The Brazilian Navy also seeks to increase its presence along riverways.  Such policies are reminiscent of the days of the military dictatorship, when the armed forces placed great emphasis on developing the Amazon basin, to the detriment of the environment.  In his report, Sobel comments that Lula’s strategic plan for the Amazon “indulges in the traditional Brazilian paranoia concerning the activities of non-governmental organizations and other shadowy foreign forces that are popularly perceived as potential threats to Brazil’s sovereignty.”  Sobel assigned a cynical backroom motive to Lula’s plans: “The political preoccupation with imagined threats to sovereignty in the Amazon…serves the practical purpose of tasking the military with developing greater capabilities to project power into the region most likely to be affected by instability in neighboring countries.”

Hoping to join the ranks of the world’s most prominent military players, Brazil seeks to acquire nuclear powered submarines and aircraft carriers.  Other priorities include satellite capability, particularly through a space launch, and cybernetics.  The entire strategy is designed to promote Brazilian “independence;” that is, the ability to “project its military power as it wishes, able to produce its own military hardware and able to control strategic economic sectors.”  Though the Lula strategy allows for “strategic partners,” outside countries should be willing to transfer key technologies to Brazil so as to contribute to the country’s overall independence.  Having built up its own endogenous arms industry, Brazil will then seek to export its weapons throughout the wider region.

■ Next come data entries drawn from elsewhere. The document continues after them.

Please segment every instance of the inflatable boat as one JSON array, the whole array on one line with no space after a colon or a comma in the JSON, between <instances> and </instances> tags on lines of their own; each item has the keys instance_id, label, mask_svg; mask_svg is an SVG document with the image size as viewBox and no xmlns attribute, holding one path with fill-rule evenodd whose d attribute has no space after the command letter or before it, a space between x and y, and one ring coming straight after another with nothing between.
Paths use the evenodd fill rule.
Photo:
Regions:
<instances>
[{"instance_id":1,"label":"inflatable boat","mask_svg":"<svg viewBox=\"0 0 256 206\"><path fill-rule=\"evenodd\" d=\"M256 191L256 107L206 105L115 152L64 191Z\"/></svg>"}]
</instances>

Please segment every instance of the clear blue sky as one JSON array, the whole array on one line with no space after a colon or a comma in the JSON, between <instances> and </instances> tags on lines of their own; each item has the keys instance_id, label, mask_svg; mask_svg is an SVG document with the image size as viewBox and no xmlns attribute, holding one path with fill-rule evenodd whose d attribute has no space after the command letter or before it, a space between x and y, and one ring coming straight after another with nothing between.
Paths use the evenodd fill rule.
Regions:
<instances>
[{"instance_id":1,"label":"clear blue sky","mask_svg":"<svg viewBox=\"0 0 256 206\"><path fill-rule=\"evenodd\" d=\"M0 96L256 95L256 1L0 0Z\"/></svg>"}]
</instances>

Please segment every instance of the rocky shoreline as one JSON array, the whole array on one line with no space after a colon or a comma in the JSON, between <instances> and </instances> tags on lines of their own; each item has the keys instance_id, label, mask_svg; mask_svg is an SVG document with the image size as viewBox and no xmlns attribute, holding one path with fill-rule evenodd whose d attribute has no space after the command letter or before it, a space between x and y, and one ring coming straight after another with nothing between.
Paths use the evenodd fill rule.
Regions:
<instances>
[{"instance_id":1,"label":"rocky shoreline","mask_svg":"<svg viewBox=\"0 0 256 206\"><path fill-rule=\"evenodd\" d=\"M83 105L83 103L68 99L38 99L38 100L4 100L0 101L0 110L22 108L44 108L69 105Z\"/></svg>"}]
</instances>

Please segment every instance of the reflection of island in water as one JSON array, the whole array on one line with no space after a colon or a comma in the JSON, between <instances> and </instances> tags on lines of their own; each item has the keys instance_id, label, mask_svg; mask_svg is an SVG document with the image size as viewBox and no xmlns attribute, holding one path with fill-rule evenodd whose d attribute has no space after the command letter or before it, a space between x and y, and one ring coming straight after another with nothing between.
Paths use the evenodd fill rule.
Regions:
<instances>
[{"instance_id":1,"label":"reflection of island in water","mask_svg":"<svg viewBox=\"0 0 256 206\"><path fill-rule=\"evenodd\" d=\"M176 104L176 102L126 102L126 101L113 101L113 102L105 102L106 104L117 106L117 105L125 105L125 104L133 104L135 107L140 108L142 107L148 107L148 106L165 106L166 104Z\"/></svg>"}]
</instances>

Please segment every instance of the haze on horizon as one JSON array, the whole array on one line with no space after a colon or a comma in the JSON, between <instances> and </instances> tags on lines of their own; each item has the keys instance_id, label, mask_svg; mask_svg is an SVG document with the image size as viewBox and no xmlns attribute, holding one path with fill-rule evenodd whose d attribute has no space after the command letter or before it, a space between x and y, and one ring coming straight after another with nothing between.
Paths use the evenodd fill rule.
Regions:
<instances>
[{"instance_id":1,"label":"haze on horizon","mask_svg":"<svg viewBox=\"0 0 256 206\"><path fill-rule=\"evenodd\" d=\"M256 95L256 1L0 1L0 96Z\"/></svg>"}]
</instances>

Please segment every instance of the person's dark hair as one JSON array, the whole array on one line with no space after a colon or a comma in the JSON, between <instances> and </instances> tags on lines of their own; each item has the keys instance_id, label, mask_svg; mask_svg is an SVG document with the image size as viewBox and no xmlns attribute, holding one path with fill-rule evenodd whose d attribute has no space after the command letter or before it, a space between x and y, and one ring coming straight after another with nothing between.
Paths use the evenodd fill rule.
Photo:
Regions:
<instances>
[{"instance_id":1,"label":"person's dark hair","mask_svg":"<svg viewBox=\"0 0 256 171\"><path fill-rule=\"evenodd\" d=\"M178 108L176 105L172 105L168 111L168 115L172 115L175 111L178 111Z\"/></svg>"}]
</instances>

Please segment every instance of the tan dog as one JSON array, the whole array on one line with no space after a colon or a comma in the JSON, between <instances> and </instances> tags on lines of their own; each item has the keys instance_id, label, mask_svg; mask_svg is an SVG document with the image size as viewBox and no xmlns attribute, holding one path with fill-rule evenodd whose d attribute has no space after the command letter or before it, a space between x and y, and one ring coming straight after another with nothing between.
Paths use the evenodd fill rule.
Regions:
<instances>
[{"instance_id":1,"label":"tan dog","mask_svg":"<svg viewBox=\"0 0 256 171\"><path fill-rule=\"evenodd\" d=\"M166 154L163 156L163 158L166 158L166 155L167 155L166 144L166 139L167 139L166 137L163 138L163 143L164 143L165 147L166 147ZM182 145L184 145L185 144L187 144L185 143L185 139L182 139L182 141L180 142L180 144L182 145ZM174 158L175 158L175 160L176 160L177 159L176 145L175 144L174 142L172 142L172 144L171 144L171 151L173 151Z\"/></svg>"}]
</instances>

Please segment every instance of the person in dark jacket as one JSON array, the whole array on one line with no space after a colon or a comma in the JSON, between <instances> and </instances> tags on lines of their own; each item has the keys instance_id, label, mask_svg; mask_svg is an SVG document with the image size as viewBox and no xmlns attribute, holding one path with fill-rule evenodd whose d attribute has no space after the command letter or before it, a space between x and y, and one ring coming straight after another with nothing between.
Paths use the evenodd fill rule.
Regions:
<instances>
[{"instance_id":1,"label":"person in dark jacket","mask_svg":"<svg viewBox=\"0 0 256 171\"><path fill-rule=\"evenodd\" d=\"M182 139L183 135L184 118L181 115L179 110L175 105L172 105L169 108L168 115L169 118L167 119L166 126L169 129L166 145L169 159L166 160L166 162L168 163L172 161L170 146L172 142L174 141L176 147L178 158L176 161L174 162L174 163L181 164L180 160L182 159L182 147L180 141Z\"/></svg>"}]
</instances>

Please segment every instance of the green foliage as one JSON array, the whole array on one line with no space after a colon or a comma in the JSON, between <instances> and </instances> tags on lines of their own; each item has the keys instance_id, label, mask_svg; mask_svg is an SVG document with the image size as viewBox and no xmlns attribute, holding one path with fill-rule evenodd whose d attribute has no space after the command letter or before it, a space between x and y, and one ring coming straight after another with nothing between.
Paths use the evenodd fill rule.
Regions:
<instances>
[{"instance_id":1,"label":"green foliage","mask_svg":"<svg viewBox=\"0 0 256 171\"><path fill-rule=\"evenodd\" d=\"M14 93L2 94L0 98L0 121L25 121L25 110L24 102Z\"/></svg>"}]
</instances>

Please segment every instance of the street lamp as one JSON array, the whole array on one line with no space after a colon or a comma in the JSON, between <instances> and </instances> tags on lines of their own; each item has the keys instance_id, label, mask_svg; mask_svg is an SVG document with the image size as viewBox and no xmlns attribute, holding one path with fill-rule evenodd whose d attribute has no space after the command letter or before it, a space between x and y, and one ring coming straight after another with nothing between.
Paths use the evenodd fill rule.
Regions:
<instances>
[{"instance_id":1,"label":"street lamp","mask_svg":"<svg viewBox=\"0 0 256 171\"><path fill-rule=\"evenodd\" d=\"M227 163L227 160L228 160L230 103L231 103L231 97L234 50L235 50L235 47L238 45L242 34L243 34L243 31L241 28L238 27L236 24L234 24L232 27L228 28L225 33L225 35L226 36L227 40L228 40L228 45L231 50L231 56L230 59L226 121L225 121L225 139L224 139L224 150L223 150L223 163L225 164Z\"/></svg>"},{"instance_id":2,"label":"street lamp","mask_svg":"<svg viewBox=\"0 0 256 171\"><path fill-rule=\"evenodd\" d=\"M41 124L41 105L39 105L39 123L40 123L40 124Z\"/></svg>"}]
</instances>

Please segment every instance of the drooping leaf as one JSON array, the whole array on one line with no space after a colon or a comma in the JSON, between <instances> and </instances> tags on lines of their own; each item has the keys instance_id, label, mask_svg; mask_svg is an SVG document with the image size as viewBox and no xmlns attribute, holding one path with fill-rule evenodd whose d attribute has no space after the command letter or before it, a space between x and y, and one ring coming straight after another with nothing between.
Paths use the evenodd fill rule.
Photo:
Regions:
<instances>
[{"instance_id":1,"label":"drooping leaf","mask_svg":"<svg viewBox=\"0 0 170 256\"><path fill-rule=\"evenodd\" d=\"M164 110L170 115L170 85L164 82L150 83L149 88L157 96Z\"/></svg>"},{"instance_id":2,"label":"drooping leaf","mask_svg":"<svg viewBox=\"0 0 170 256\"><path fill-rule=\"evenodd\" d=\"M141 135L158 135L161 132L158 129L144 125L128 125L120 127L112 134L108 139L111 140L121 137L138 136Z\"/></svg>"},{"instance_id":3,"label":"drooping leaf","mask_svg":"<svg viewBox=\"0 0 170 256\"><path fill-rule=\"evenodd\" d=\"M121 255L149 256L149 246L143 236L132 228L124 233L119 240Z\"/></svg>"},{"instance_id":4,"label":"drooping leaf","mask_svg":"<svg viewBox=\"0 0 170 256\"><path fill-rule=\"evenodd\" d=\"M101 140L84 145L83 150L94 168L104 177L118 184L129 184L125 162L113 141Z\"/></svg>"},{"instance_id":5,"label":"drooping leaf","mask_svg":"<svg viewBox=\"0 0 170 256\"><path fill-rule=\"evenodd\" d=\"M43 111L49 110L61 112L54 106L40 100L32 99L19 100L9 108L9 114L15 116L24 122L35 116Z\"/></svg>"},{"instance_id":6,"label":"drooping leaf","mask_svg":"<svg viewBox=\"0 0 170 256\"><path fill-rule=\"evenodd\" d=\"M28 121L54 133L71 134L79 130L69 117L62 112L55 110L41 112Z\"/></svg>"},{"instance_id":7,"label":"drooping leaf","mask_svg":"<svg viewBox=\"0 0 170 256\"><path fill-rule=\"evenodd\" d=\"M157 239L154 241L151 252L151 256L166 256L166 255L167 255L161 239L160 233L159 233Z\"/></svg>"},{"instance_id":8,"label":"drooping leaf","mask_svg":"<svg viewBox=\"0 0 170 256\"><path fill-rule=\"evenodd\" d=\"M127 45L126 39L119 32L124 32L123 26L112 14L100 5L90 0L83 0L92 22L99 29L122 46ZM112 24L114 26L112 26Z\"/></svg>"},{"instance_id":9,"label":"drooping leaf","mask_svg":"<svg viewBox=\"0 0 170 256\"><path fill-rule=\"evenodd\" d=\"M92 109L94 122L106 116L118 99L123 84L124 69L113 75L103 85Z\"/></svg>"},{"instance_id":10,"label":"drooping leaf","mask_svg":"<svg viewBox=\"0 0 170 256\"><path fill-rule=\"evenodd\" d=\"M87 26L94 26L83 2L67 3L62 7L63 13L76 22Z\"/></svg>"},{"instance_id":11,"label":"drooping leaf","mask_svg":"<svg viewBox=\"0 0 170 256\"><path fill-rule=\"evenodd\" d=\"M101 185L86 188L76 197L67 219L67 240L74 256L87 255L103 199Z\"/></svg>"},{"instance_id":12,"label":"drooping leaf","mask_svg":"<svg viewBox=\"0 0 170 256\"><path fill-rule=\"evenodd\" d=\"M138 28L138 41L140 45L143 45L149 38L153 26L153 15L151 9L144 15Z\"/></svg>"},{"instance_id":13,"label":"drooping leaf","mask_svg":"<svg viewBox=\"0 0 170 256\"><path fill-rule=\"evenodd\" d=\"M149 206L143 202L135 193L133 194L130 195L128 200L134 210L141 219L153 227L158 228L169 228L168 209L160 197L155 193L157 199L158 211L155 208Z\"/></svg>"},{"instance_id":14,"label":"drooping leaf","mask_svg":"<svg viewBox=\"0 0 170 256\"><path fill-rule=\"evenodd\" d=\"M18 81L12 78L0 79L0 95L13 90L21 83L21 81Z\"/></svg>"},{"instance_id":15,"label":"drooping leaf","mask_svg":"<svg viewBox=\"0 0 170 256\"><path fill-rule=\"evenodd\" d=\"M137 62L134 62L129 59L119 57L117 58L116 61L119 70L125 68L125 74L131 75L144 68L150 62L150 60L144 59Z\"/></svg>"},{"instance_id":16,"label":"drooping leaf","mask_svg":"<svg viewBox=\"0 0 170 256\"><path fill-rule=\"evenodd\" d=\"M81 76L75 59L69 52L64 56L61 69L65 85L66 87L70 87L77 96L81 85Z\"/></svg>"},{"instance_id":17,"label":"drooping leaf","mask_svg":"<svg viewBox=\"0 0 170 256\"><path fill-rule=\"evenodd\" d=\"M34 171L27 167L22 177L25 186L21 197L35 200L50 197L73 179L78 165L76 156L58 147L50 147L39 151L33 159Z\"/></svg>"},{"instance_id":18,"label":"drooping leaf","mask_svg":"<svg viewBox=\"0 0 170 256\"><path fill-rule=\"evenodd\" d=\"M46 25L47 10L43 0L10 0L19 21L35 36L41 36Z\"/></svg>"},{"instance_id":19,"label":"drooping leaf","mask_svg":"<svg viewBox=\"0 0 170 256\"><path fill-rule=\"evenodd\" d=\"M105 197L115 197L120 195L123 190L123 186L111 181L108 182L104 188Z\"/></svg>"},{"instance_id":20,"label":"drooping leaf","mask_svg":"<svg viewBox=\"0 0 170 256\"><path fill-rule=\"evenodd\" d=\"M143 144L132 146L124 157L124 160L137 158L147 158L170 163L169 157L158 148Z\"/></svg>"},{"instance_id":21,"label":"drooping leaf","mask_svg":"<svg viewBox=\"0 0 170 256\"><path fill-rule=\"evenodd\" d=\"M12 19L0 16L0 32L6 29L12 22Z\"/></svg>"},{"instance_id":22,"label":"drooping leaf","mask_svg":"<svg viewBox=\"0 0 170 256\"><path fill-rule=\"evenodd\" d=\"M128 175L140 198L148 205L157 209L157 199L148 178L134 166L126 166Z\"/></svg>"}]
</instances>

Geopolitical Significance of Brazil’s Rise

The Wikileaks documents suggest that the United States does not view Brazil’s rise on the world stage with too much alarm.  Indeed, according to Sobel “A Brazilian military that is more capable and deployable can support U.S. interests by exporting stability in Latin America and be available for peacekeeping elsewhere.”  Wikileaks documents do suggest that Sobel’s cynical view may not be so far off base: though Lula and his political coalition came up through the ranks of organized labor, they are certainly not redefining the leftist agenda throughout the hemisphere.  To the contrary, Wikileaks cables show the PT and Lula circle as a rather unscrupulous bunch, obsessed with promoting Brazil’s public image and placating the U.S. on most issues that matter.

Brazil’s rise, then, poses no ideological challenge to the U.S.  In the very long-term, however, Brazil may see itself as a rival military hegemon in the wider neighborhood.  Already, Wikileaks documents suggest a fair amount of tension over the issue of military technology.  Though the chiefs of the Brazilian armed services saw military cooperation with the U.S. as “excellent,” they complained about U.S. export licenses.

The officers griped that the State Department’s policy of delaying such licenses was “aimed at restricting Brazil’s access to military technology,” and had created “problems at the political level.”  Speaking with the U.S. ambassador, Lula smarted over U.S. handling of the Super Tucano fighter plane imbroglio.  “Brazil,” Lula said, “needs the tools to deal with its neighbors…Brazil can’t afford the type of embarrassment caused by not being able to sell Super Tucanos to Venezuela.”

For now, the United States and Brazil are friendly allies.  But at a certain point in future, Brazil might figure it’s had enough of Washington in the wider region and start to challenge the U.S. in a more overt manner.  Not, it seems, by encouraging the spread of progressive ideas but rather by throwing its military and geopolitical muscle around so that Brazil, and not the U.S., is the main cop on the beat.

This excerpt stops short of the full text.